Rok więzienia w zawieszeniu na trzy lata i zakaz posiadania zwierząt. To kara dla 72-latka z pow. puławskiego, który zlecił zabicie swojego psa. Chore zwierzę skonało po ciosach młotkiem w głowę.
– Zamiast uśpić psa, Stanisław R. wybrał w swoim mniemaniu prostsze rozwiązanie – dodaje Dariusz Lenard, szef Prokuratury Rejonowej w Puławach. – Wspólnie ze swoim znajomym Janem W., ze szczególnym okrucieństwem, znęcał się nad psem. Świadomie dopuszczał do zadawania bólu i cierpień.
72-latek poprosił kolegę, Jana W. o zabicie psa. Dał mu młotek. Znajomy zadał zwierzęciu serię ciosów w głowę. Następnie obaj mężczyźni wrzucili psa do worka. Stanisław R. poprosił znajomego, by ten wywiózł zwierzę do lasu i wyrzucił. Mimo zadanych ciosów, pies żył. Skonał leżąc w zaroślach. Martwe zwierzę znalazł przypadkowy spacerowicz. Powiadomił policjantów, którzy dotarli do właściciela psa.

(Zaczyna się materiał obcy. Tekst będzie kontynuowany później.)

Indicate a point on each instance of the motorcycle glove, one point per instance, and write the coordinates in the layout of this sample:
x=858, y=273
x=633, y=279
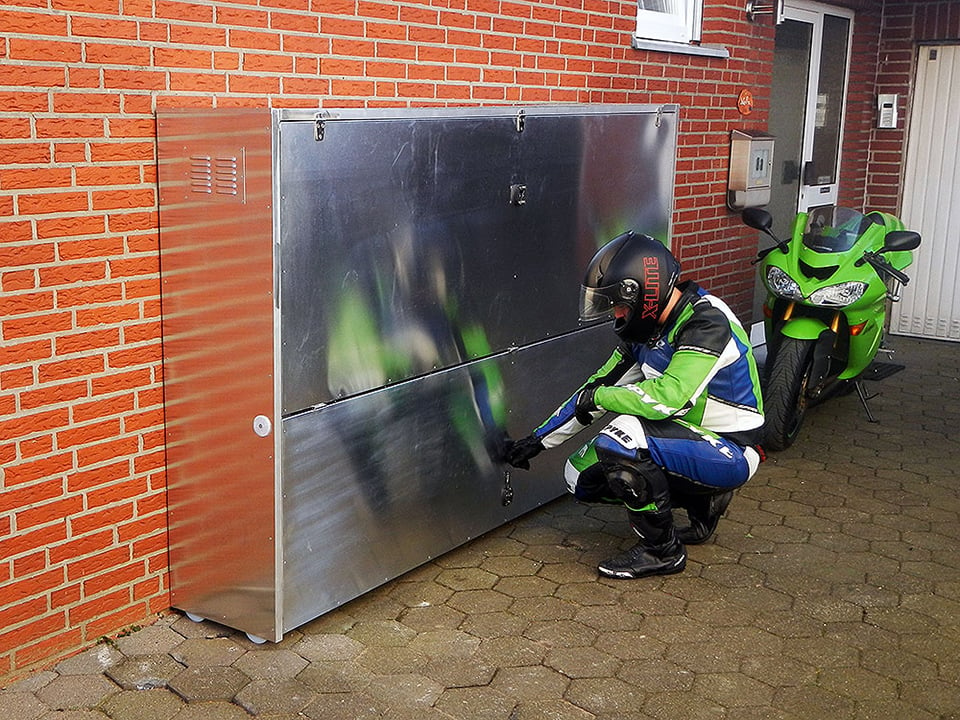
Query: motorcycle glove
x=519, y=452
x=585, y=406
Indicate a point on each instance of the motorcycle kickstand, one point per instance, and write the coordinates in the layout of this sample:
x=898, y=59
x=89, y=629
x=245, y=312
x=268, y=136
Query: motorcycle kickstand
x=862, y=394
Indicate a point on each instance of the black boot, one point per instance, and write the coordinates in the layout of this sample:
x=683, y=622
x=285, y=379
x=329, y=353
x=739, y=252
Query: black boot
x=659, y=552
x=704, y=512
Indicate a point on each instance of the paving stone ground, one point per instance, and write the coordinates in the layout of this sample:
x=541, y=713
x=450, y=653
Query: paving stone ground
x=830, y=592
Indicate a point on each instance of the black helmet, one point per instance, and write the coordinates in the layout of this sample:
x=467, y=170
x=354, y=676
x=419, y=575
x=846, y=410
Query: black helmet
x=635, y=271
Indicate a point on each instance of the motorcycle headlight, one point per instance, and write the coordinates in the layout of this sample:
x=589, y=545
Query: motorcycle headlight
x=782, y=284
x=839, y=295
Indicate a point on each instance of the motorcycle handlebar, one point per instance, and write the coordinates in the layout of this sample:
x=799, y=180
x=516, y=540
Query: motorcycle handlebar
x=883, y=267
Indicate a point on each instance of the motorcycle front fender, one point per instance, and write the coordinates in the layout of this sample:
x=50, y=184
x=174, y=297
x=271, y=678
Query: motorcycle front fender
x=803, y=328
x=813, y=330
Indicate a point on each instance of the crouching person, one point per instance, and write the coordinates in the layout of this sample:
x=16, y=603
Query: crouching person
x=684, y=387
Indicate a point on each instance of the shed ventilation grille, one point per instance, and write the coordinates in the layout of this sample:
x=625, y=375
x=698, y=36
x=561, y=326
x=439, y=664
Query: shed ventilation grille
x=217, y=175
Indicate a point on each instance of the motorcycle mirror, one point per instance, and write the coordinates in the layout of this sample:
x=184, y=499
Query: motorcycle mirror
x=757, y=218
x=901, y=240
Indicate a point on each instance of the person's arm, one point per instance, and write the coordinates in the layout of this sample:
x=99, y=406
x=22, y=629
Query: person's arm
x=563, y=423
x=703, y=347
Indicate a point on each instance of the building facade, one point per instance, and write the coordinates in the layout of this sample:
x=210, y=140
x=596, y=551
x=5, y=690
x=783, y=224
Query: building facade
x=83, y=544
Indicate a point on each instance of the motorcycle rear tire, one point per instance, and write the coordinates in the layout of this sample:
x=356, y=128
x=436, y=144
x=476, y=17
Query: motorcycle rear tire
x=785, y=395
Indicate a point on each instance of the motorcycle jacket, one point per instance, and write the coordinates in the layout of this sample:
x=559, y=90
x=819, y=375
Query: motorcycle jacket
x=699, y=368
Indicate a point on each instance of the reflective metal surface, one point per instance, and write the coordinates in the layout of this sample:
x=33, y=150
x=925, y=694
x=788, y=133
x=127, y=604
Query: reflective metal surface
x=397, y=232
x=215, y=174
x=411, y=471
x=356, y=307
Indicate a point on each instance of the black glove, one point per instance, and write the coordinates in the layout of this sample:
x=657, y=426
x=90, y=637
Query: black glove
x=519, y=452
x=585, y=406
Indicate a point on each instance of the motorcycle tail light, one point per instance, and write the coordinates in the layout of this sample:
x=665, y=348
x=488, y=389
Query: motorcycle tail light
x=839, y=295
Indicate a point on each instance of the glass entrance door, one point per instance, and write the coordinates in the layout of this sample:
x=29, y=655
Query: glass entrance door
x=811, y=60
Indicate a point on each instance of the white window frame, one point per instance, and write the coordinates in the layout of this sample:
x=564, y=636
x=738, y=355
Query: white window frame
x=680, y=25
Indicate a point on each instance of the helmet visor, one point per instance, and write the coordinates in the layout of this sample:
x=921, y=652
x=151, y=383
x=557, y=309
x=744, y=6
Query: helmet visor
x=598, y=303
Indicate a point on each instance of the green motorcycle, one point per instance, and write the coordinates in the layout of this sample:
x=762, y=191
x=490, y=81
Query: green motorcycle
x=827, y=291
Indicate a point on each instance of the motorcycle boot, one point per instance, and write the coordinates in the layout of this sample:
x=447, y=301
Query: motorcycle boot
x=659, y=551
x=704, y=513
x=643, y=486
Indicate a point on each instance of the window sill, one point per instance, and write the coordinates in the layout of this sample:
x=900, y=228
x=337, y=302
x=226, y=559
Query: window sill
x=716, y=51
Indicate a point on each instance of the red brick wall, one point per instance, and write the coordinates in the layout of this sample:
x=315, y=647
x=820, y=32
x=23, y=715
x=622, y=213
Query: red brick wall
x=82, y=526
x=906, y=23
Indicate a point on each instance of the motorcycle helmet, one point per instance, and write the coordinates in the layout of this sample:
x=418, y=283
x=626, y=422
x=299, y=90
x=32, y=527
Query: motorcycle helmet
x=633, y=272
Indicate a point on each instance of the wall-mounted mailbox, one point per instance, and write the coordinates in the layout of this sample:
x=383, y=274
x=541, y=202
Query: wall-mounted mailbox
x=751, y=165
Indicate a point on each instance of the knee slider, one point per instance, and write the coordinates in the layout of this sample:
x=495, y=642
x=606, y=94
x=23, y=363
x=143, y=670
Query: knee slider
x=627, y=484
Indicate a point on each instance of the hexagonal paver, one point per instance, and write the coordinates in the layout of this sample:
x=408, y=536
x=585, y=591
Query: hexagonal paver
x=159, y=704
x=353, y=705
x=207, y=652
x=152, y=640
x=467, y=579
x=582, y=662
x=275, y=697
x=475, y=703
x=144, y=672
x=92, y=661
x=531, y=682
x=73, y=691
x=271, y=664
x=21, y=705
x=208, y=682
x=323, y=648
x=216, y=710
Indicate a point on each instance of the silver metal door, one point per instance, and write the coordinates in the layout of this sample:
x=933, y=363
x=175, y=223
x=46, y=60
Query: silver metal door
x=931, y=199
x=811, y=63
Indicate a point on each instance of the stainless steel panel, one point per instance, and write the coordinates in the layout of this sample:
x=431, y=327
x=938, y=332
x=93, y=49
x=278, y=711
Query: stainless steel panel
x=379, y=483
x=216, y=251
x=351, y=310
x=396, y=231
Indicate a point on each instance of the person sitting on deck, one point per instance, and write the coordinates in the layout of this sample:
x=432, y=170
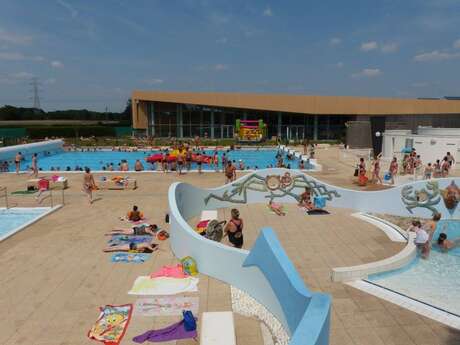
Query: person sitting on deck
x=135, y=215
x=276, y=208
x=137, y=230
x=133, y=248
x=305, y=199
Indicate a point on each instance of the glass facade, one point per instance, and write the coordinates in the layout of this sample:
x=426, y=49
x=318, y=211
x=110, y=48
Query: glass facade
x=188, y=120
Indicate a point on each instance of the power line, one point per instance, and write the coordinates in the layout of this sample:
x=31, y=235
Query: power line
x=36, y=97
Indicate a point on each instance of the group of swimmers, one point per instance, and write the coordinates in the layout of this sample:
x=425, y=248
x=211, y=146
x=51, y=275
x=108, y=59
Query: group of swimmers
x=424, y=236
x=411, y=164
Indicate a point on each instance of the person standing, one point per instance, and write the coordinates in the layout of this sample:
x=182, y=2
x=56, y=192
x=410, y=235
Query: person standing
x=450, y=159
x=88, y=184
x=17, y=162
x=445, y=166
x=180, y=162
x=376, y=173
x=34, y=165
x=229, y=172
x=393, y=170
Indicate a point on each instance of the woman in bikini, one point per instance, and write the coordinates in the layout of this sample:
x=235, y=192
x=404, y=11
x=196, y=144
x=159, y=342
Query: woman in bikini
x=17, y=162
x=393, y=170
x=133, y=248
x=376, y=172
x=234, y=229
x=88, y=184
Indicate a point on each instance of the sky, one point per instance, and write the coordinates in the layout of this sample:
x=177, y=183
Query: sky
x=92, y=54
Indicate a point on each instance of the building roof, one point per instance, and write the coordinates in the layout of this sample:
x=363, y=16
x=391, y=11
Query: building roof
x=319, y=105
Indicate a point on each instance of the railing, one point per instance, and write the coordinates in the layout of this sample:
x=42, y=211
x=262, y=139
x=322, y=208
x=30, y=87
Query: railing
x=4, y=191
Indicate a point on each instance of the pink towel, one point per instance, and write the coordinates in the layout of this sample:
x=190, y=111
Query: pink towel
x=170, y=271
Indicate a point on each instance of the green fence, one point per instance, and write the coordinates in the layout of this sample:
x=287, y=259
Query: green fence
x=11, y=133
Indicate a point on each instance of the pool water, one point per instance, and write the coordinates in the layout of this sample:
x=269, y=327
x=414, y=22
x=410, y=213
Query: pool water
x=252, y=159
x=435, y=281
x=14, y=219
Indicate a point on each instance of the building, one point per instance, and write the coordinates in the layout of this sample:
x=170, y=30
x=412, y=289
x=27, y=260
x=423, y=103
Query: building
x=187, y=114
x=430, y=143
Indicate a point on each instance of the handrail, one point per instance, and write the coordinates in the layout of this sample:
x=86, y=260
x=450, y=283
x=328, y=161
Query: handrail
x=5, y=195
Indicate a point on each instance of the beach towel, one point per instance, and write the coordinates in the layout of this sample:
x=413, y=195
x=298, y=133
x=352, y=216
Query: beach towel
x=273, y=212
x=165, y=306
x=174, y=332
x=136, y=258
x=145, y=285
x=124, y=239
x=25, y=192
x=170, y=271
x=315, y=212
x=112, y=323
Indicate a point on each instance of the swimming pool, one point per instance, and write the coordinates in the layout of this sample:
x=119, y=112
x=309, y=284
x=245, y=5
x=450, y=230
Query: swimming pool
x=13, y=220
x=434, y=281
x=97, y=160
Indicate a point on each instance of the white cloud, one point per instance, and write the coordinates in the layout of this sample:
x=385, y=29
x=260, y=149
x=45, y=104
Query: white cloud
x=12, y=56
x=389, y=47
x=16, y=56
x=436, y=55
x=335, y=41
x=420, y=84
x=13, y=38
x=72, y=11
x=457, y=44
x=218, y=19
x=267, y=12
x=220, y=67
x=22, y=75
x=368, y=46
x=57, y=64
x=222, y=40
x=155, y=81
x=367, y=73
x=49, y=81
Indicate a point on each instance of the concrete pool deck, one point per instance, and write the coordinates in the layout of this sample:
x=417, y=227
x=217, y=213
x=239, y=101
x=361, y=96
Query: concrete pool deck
x=54, y=275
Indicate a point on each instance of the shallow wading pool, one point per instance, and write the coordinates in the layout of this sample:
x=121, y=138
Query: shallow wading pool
x=434, y=281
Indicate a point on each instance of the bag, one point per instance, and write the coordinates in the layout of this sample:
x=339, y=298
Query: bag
x=189, y=321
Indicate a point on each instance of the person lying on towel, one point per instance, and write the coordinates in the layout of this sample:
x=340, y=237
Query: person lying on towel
x=133, y=248
x=137, y=230
x=305, y=200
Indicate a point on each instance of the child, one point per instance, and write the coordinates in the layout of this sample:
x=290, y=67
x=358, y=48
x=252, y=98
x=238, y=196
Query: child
x=428, y=171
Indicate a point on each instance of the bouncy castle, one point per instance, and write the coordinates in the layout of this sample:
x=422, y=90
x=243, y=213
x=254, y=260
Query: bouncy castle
x=250, y=130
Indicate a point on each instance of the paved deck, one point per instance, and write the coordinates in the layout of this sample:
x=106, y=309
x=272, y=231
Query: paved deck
x=54, y=276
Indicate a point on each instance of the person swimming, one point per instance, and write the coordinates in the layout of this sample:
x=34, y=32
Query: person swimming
x=445, y=245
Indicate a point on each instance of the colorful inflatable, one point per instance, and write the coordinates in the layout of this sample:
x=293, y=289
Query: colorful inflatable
x=172, y=157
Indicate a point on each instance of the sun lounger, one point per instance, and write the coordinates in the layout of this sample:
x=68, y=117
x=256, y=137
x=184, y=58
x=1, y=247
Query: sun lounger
x=217, y=328
x=60, y=184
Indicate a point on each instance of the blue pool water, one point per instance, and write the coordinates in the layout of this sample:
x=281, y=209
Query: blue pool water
x=14, y=218
x=434, y=281
x=97, y=160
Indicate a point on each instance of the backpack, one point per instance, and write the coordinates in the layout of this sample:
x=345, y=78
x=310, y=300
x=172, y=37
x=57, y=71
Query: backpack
x=189, y=320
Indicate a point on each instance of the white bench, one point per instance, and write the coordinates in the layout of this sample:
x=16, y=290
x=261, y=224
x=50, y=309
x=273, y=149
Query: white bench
x=208, y=215
x=217, y=328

Jan W., który tłukł zwierzę młotkiem został już wcześniej skazany na rok bezwzględnego więzienia. 72-letni właściciel psa dostał łagodniejszy wyrok. Sąd uznał, że w momencie zdarzenia miał ograniczoną zdolność oceny swoich czynów. W rezultacie usłyszał wyrok roku więzienia w zawieszeniu na trzy lata. W tym czasie nie może również posiadać żadnych zwierząt.